Small Angle X-ray Scattering (SAXS)
Small Angle Neutron Scattering (SANS)
Monte Carlo simulations on Meso-scale Models
Integral equation theory for liquids, colloids and polymers
Small Angle X-ray Scattering (SAXS)
A technique for structural investigations on a nanometer length scale (1-300 nm). Typical samples consist of macromolecules or colloids in solution and measurements are performed in situ. The technique provides information on the size and shape of the objects in solution as well as their inter-particle interactions. There is no requirement for crystallinity of the samples. The x-rays interact with the electrons in the sample and the technique is therefore sensitive to electron density differences. There exists both laboratory instruments based on more conventional sources and synchrotron based instrumentation.
Links:
General introduction to small-angle scattering:
http://www.isis.rl.ac.uk/largescale/loq/documents/sans.htm
A powerful SAXS instrument is located at the Department of Chemistry. A modified version of a commercially available small-angle x-ray equipment (NanoStar), which is produced by Anton Paar, Graz, and distributed by Bruker AXS has been installed in September, 2001. The instrument consists of a powerful rotating anode x-ray source (Cu Ka , 0.3 x 0.3 mm2 source point, 6 kW power) and a pinhole camera with two Göbel mirrors for monochromatizing and focusing the beam. The data is collected efficiently by a two-dimensional position-sensitive gas detector (HiSTAR).
The instrument has originally been constructed for position-resolved studies and the commercially available instrument has a very small beam diameter of only 0.3 mm at the sample position. At the Department of Chemistry at the University of Aarhus, we have developed a high flux version of the camera in which the beam size is larger. The instrumental configuration has been optimised by numerical calculations based on phase-space analysis and Monte Carlo simulations. This leads to a setup in which the collimation part of the instrument is longer, so that divergence of the beam is similar to that of the original camera. An extra pinhole is included after the Göbel mirrors, so that the beam is well-defined after the mirrors and so that the camera has a genuine three pin-hole collimation. The parts for the modifications have been produced in the Mechanical Workshop at the Department of Chemistry. The instrument covers with one setting a scattering vector range of 0.01-0.35 Å-1. The combination of a rotating anode and Göbel mirrors gives a flux, which is about 50 times higher than that of the original version of the camera. The instrument is equipped with a thermostated glass capillary holder for solution studies. The capillary is placed directly in the vacuum and therefore additional windows are avoided leading to a very low background scattering. The high flux as well as the low background is unique for this instrument and has allowed studies of samples with fairly low concentration and scattering contrasts which cannot be studied by more conventional instruments.

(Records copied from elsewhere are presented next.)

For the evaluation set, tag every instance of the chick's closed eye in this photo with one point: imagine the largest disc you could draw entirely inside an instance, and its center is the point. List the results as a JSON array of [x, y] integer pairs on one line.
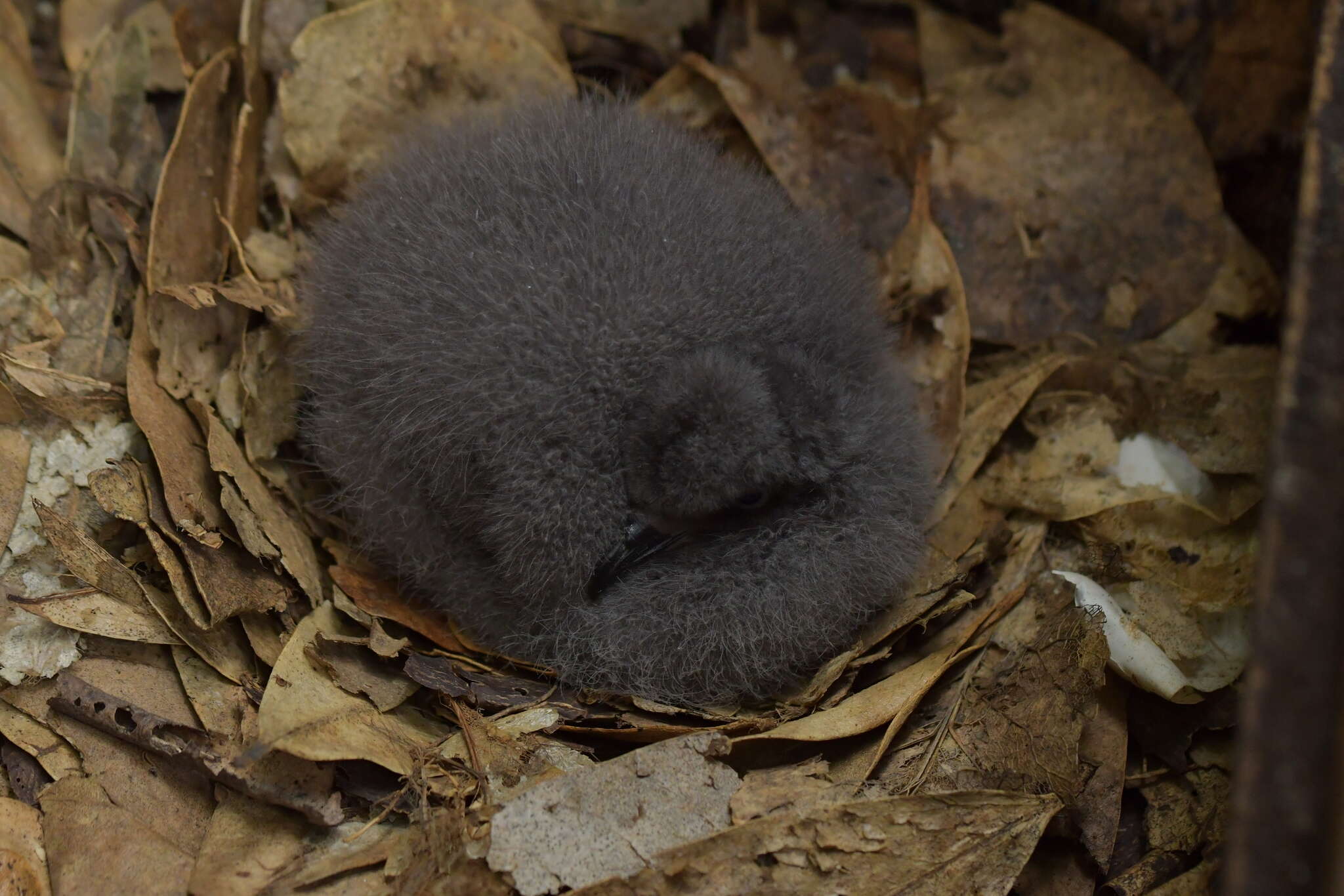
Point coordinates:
[[612, 403]]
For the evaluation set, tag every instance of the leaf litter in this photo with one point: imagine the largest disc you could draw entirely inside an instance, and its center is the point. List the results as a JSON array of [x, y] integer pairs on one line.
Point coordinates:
[[198, 660]]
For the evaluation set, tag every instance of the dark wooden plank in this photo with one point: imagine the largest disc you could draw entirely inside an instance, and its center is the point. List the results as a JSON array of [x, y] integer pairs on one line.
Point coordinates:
[[1290, 789]]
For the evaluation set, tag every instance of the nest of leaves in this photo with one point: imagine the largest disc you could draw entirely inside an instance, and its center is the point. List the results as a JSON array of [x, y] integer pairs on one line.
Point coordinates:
[[210, 691]]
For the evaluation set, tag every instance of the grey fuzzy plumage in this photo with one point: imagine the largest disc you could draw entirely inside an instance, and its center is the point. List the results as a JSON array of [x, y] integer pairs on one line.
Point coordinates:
[[534, 324]]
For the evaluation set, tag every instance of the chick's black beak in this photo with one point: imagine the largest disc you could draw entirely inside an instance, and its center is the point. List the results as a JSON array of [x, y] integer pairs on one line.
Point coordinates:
[[641, 542]]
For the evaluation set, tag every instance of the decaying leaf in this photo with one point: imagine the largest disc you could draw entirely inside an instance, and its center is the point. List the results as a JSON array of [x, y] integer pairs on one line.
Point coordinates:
[[924, 283], [295, 546], [27, 144], [306, 714], [190, 487], [379, 598], [963, 843], [225, 582], [363, 70], [1073, 186], [14, 478], [656, 23], [22, 855], [75, 820], [52, 752], [292, 785], [187, 239], [246, 843], [991, 407], [604, 821], [98, 613]]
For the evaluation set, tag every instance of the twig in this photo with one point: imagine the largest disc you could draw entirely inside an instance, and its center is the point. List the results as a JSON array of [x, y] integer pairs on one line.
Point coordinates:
[[188, 747]]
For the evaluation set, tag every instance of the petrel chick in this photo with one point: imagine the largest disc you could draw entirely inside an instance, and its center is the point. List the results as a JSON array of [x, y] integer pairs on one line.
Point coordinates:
[[613, 405]]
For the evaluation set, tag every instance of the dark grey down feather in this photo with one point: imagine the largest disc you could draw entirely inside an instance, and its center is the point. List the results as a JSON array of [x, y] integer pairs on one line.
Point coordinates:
[[549, 342]]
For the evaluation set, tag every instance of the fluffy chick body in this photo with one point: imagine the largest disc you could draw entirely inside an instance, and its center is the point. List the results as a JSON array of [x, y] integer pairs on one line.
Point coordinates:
[[533, 327]]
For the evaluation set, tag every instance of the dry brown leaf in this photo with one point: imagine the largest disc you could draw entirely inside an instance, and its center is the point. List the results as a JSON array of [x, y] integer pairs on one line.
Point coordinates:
[[960, 843], [264, 634], [223, 648], [1104, 747], [358, 670], [787, 789], [1245, 287], [296, 547], [22, 856], [14, 258], [81, 23], [925, 289], [1190, 583], [91, 563], [116, 138], [1073, 183], [194, 346], [187, 241], [69, 396], [243, 847], [29, 148], [52, 752], [365, 73], [379, 598], [191, 489], [305, 714], [824, 153], [228, 582], [173, 801], [243, 190], [606, 820], [277, 778], [339, 853], [655, 23], [87, 861], [991, 407], [15, 30], [891, 699], [507, 755], [96, 611], [1023, 706], [270, 393], [14, 478]]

During the first four weeks the instrument was in operation, test measurements on several different samples including some very weakly scattering ones have been performed. Micelles of a Brij surfactant at various concentrations and temperatures, SDS micelles, DTAB micelles, and AOT microemulsions have been measured. The instrument did in all cases perform well. It has a quite low background (100 cps for empty camera) which easily allows the use of water for absolute calibration. Water gives about 150 cps of which 6 cps is noise and 27 is from the capillary, so a 4 hours water spectrum has a quite good statistics. The count rates are for a generator power of 4.05 kW.
The high flux SAXS camera at the Department of Chemistry at the University of Aarhus:
Small Angle Neutron Scattering (SANS).
A technique for structural investigations on a nanometer length scale (1-300 nm). Typical samples consist of macromolecules or colloids in solution and measurements are performed in situ. The technique provides information on the size and shape of the objects in solution as well as their inter-particle interactions. There is no requirement for crystallinity of the samples. The neutrons interacts with the nuclei in the sample and the interaction depend on the actual isotope. Hydrogen and deuterium have very different scattering length and this can be exploited in contrast variation measurements in which it is usual that part of the molecule in solution is deuterated. It is also usual to change the scattering length density of the solvent by mixing deuterated and protonated solvents. The technique requires a neutron source, i.e. a nuclear reactor or an accelerator based spallation source and therefore the experiments are performed at large scale facilities.
Links:
General introduction to small-angle scattering:
http://www.isis.rl.ac.uk/largescale/loq/documents/sans.htm
Neutron scattering facilities:
Paul-Scherrer Institute, Switzerland: http://sinq.web.psi.ch/sinq/instruments.html
GKSS Research Center, Germany: http://www.gkss.de/Themen/W/WFS/W_style_D/WFSframe.html
Laboratoire Léon Brillouin, CEA/Saclay, France: http://www-llb.cea.fr/index_e.html
Rutherford-Appleton Laboratory, UK: http://www.isis.rl.ac.uk/
Institute Laue-Langevin, France: http://www.ill.fr
Forschungszentrum Jülich, Germany: http://www.fz-juelich.de/iff/Institute/ins/Broschuere_NSE/
Hahn-Meitner Institute, BENSC, Germany: http://www.hmi.de/bensc/instrumentation/instrumente/v4/v4.html
Oak Ridge National Laboratory, USA: http://www.ornl.gov/divisions/casd/polymer/
National Institute of Science and Technology, USA: http://www.ncnr.nist.gov/programs/sans/
For further information contact Jan Skov Pedersen
Monte Carlo simulations on Meso-scale Models.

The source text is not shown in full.